Le quatrième Sommet du Forum Inde-Afrique (IAFS-IV), prévu du 28 au 31 mai 2026 à New Delhi, marque une nouvelle étape dans les relations entre l’Inde et les pays africains. À travers cette rencontre diplomatique majeure, New Delhi souhaite renforcer son partenariat stratégique avec le continent africain et promouvoir une coopération plus équilibrée entre les nations du Sud global.
Dans une récente tribune, l’ambassadeur de l’Inde au Togo, S.R.H. Fahmi, souligne que ce sommet intervient dans un contexte international marqué par une redéfinition des équilibres géopolitiques et économiques. Selon lui, l’IAFS-IV représente bien plus qu’un simple forum diplomatique : il s’agit d’une plateforme destinée à construire une vision commune du développement et de la gouvernance mondiale.
Le thème retenu pour cette édition est : « Partenariat stratégique Inde-Afrique pour l’innovation, la résilience et la transformation inclusive ». Cette orientation repose sur le concept appelé « IA SPIRIT », présenté officiellement le 23 avril 2026 par le ministre indien des Affaires extérieures, Subrahmanyam Jaishankar.
Cette approche s’articule autour de trois priorités principales. La première concerne l’innovation, avec la volonté de développer les infrastructures numériques et de faciliter le transfert de technologies afin de soutenir la modernisation des économies africaines. La seconde porte sur la résilience, notamment face aux crises sanitaires, climatiques et alimentaires qui touchent plusieurs régions du monde. Enfin, la troisième priorité vise une transformation inclusive, afin que les bénéfices de la croissance profitent davantage aux populations.
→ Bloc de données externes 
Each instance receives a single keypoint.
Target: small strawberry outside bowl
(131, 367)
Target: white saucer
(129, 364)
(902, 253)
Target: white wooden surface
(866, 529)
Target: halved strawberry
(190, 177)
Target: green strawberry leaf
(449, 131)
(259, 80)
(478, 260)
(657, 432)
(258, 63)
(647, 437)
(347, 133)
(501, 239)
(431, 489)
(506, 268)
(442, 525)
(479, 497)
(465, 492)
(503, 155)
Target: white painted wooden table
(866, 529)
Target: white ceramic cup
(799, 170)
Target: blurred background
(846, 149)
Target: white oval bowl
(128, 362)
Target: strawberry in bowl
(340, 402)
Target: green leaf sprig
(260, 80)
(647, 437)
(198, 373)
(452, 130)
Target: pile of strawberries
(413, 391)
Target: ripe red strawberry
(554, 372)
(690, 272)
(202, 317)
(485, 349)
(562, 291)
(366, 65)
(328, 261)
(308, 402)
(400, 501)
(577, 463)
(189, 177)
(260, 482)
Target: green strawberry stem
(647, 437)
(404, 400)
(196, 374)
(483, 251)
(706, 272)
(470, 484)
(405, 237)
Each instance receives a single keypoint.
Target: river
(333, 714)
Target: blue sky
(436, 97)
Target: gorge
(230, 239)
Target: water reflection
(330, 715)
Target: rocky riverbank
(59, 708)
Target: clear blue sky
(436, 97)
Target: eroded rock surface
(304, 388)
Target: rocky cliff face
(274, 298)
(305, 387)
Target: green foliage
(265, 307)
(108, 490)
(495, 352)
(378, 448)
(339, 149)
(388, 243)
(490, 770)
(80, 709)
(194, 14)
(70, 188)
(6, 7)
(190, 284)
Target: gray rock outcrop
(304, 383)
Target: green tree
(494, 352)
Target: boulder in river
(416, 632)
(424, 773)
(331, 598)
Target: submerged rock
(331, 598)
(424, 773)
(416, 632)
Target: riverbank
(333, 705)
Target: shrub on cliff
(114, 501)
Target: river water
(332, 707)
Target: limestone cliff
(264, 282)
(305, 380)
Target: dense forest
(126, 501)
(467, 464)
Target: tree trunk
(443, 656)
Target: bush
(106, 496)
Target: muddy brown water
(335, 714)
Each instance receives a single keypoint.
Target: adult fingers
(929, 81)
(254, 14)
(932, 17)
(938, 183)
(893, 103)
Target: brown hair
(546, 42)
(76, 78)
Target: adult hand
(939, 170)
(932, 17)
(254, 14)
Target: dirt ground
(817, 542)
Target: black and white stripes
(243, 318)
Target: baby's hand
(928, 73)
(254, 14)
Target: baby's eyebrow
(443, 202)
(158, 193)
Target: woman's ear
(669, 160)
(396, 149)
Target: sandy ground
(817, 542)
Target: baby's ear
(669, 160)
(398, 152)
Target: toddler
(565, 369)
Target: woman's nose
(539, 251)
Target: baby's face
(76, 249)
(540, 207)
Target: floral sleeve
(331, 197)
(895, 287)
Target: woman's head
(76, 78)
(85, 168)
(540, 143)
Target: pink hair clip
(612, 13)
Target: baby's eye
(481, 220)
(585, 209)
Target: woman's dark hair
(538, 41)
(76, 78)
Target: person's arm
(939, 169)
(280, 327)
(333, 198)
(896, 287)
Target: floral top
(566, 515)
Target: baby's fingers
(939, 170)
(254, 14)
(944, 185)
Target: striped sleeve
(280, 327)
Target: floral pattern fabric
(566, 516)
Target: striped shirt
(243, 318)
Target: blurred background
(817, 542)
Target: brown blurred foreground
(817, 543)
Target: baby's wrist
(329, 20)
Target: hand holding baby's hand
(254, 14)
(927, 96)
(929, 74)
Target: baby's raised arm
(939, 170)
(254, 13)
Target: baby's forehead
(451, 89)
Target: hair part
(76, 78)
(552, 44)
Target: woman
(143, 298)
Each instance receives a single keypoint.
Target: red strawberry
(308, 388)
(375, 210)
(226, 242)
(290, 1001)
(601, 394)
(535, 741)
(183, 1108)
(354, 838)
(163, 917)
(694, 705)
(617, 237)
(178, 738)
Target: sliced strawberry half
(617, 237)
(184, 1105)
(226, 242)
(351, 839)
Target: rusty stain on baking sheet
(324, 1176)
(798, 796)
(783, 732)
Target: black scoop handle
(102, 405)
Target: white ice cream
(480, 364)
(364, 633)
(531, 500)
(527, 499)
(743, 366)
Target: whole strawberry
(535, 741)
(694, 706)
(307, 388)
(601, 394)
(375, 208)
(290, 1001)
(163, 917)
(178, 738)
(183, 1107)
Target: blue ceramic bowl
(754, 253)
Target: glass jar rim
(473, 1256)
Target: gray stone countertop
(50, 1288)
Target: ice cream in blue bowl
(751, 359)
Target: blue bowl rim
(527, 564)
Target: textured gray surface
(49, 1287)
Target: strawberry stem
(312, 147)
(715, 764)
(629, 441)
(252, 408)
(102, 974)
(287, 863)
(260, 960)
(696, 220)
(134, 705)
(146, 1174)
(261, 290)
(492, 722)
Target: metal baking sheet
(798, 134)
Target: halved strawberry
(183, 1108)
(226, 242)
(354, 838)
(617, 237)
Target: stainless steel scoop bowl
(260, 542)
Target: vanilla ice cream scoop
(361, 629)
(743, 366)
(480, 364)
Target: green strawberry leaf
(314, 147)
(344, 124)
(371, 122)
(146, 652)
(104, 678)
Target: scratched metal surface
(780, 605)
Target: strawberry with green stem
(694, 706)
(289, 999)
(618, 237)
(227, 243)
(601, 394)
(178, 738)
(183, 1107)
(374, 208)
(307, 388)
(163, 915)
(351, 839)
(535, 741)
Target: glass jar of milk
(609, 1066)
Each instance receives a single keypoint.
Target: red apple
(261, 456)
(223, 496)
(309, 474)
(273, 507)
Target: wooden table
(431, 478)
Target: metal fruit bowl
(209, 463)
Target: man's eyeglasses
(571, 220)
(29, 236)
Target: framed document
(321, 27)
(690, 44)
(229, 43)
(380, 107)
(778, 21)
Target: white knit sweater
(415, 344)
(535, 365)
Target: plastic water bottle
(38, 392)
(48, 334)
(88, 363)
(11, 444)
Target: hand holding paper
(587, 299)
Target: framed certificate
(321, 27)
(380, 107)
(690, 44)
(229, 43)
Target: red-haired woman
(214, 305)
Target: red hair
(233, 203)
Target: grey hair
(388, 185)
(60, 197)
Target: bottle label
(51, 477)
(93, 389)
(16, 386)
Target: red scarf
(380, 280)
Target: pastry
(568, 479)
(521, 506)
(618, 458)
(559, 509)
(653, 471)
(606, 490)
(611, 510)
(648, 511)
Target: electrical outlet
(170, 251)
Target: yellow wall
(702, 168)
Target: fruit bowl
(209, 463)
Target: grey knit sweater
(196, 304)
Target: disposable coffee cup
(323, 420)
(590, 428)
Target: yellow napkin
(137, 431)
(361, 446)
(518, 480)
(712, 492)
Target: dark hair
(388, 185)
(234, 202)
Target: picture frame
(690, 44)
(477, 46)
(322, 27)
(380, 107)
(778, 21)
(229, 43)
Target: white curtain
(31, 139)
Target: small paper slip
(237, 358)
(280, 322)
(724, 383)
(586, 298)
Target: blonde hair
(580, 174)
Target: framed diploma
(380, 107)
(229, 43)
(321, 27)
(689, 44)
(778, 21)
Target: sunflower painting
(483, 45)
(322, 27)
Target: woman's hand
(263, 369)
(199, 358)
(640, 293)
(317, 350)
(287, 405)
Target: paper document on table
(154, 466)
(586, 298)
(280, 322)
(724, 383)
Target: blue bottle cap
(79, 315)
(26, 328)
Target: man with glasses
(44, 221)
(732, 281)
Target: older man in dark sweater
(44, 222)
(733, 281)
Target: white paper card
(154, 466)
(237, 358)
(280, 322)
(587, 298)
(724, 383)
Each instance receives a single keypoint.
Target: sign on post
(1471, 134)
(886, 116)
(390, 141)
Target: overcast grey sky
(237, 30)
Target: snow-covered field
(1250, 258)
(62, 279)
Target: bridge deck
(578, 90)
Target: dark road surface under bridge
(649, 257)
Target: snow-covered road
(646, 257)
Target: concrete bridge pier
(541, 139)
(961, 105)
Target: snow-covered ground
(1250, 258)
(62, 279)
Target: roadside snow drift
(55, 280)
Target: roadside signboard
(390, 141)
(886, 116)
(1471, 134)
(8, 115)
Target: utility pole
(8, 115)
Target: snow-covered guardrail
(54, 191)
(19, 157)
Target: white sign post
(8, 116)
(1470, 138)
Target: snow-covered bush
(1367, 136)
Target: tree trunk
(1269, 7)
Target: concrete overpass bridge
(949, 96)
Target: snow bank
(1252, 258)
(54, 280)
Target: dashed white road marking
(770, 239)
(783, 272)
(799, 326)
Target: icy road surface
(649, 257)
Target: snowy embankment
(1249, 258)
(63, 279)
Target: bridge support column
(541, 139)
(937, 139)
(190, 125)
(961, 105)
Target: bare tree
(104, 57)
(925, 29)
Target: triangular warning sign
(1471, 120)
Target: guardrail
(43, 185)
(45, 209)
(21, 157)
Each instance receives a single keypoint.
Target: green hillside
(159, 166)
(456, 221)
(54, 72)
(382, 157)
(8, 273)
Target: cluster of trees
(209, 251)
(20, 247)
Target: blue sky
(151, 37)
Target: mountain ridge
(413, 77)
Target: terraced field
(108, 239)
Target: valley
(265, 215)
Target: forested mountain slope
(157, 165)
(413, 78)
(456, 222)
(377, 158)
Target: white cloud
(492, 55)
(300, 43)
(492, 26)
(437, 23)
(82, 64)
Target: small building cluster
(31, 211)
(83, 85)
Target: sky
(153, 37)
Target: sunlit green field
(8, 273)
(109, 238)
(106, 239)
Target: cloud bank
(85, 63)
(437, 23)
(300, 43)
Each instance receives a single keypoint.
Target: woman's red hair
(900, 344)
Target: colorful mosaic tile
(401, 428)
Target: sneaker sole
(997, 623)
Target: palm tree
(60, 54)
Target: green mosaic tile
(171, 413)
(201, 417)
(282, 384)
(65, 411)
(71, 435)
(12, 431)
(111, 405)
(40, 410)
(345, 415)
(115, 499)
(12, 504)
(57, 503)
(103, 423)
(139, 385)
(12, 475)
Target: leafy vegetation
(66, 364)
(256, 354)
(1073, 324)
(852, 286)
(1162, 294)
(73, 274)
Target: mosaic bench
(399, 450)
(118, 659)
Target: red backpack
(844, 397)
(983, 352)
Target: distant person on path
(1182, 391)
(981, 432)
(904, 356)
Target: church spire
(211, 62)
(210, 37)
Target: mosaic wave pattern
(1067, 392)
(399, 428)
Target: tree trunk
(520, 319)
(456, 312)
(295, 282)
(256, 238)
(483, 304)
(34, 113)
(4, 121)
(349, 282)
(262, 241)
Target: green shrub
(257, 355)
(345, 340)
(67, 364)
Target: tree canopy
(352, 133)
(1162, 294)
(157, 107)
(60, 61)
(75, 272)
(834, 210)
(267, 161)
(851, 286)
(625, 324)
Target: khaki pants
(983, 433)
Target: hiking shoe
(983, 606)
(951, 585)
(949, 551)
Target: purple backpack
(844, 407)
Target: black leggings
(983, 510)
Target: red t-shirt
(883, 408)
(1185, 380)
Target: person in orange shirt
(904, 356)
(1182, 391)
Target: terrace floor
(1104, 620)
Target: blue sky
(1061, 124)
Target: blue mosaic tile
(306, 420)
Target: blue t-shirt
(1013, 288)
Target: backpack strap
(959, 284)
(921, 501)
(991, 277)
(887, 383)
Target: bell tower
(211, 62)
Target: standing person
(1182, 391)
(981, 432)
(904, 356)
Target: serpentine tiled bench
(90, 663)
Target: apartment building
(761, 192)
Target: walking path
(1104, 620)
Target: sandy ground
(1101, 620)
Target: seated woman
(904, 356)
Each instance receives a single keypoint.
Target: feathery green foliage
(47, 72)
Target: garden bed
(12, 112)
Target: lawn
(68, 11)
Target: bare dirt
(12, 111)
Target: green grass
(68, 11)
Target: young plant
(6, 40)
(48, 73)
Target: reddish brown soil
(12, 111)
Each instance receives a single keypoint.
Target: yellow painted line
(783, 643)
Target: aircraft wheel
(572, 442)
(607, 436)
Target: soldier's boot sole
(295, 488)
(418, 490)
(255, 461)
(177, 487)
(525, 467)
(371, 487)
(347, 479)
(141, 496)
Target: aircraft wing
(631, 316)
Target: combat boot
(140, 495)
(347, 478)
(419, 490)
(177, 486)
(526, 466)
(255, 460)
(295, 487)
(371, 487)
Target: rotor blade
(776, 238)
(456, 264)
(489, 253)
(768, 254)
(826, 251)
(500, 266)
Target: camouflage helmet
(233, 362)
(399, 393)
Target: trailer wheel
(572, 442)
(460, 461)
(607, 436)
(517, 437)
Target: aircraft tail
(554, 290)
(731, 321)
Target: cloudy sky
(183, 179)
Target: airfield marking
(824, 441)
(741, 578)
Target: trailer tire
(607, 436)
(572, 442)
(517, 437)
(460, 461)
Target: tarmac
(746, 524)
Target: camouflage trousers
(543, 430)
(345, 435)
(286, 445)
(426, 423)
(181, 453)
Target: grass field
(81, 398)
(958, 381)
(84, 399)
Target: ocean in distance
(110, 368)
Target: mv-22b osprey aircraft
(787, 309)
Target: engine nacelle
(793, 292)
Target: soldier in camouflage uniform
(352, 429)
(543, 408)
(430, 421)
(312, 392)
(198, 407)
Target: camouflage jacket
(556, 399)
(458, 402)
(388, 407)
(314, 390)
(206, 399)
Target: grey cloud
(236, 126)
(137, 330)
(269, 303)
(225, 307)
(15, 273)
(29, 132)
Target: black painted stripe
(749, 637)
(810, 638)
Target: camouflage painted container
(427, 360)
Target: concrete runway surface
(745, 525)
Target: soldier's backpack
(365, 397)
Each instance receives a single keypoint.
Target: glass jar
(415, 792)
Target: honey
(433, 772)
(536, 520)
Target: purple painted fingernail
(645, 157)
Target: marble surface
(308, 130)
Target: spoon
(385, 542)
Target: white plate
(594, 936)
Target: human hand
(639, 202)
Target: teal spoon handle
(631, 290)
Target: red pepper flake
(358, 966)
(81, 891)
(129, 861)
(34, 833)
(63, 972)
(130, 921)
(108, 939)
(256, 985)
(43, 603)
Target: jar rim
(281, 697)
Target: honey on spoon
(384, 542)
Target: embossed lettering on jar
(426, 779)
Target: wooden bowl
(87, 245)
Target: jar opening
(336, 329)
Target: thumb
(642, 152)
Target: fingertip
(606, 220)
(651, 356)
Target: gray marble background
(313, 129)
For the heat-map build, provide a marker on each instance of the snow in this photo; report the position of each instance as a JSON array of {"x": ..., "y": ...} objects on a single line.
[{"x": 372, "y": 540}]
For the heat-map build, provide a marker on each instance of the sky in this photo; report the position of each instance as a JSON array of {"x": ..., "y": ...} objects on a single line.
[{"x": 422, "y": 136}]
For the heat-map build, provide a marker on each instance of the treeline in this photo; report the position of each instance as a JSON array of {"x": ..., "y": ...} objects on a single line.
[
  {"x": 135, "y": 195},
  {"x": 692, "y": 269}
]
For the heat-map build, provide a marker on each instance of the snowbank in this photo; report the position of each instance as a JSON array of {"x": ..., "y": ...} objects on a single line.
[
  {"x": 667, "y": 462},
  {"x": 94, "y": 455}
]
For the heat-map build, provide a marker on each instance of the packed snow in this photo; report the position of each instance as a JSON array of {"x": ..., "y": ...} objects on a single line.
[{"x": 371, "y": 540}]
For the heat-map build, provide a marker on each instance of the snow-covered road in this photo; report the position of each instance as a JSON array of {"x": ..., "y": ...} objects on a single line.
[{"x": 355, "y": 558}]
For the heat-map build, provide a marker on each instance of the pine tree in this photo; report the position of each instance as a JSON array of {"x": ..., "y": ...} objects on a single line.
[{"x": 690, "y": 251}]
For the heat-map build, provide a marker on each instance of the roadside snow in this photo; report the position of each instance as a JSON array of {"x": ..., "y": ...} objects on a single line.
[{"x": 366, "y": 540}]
Les relations entre l’Inde et l’Afrique reposent sur une longue histoire de solidarité et de coopération entre pays du Sud. Depuis le précédent sommet organisé en 2015, l’Inde a renforcé sa présence diplomatique sur le continent africain avec l’ouverture de nouvelles représentations, portant à 47 le nombre total de ses missions diplomatiques en Afrique.
L’intégration de l’Union africaine comme membre permanent du G20 sous la présidence indienne en 2023 a également été présentée comme une avancée importante. Pour New Delhi, cette décision traduit la nécessité d’accorder une place plus importante aux pays du Sud dans les grandes instances internationales.
Sur le plan économique, les échanges entre l’Inde et l’Afrique connaissent une croissance continue. Le volume du commerce bilatéral avoisine désormais les 100 milliards de dollars, tandis que les investissements indiens se multiplient dans des secteurs jugés essentiels au développement africain.
La coopération couvre plusieurs domaines stratégiques. L’Inde finance notamment des projets liés aux infrastructures, à l’énergie et au développement grâce à des lignes de crédit concessionnelles et des subventions. Des programmes de formation sont également proposés à des professionnels africains à travers l’initiative ITEC ainsi que des bourses spécialisées.
Le numérique occupe également une place importante dans ce partenariat. L’Inde souhaite partager son expérience dans les systèmes de paiement électroniques et les outils de gouvernance numérique afin de favoriser l’inclusion financière sur le continent africain.
Dans le secteur de la santé, des partenariats sont en cours avec la Fondation africaine pour la technologie pharmaceutique afin de soutenir la production locale de médicaments et de réduire les besoins d’importation.
Avant l’ouverture officielle du sommet, plusieurs réunions préparatoires seront organisées à New Delhi. Les hauts fonctionnaires se réuniront le 28 mai pour finaliser les projets de coopération et les textes officiels. Le 29 mai sera consacré à une rencontre ministérielle des Affaires étrangères, avant les sessions plénières prévues les 30 et 31 mai avec les chefs d’État et de gouvernement.
Les discussions porteront également sur des questions liées au climat, à l’énergie et à la sécurité. Plusieurs pays africains participent déjà à des initiatives internationales soutenues par l’Inde, notamment l’Alliance solaire internationale, l’Alliance mondiale des biocarburants et la Coalition pour des infrastructures résilientes face aux catastrophes.
Les échanges devraient aussi mettre l’accent sur le développement des énergies renouvelables, un domaine dans lequel l’Afrique possède un potentiel considérable. La coopération sécuritaire, notamment dans la lutte contre le terrorisme et la sécurité maritime dans l’océan Indien, figurera également parmi les priorités des discussions.
À travers ce sommet, l’Inde et les pays africains souhaitent consolider un modèle de coopération Sud-Sud basé sur des intérêts communs, le partage d’expériences et un développement mutuellement bénéfique. Les autorités indiennes espèrent ainsi ouvrir une nouvelle phase des relations indo-africaines dans un contexte mondial en pleine transformation.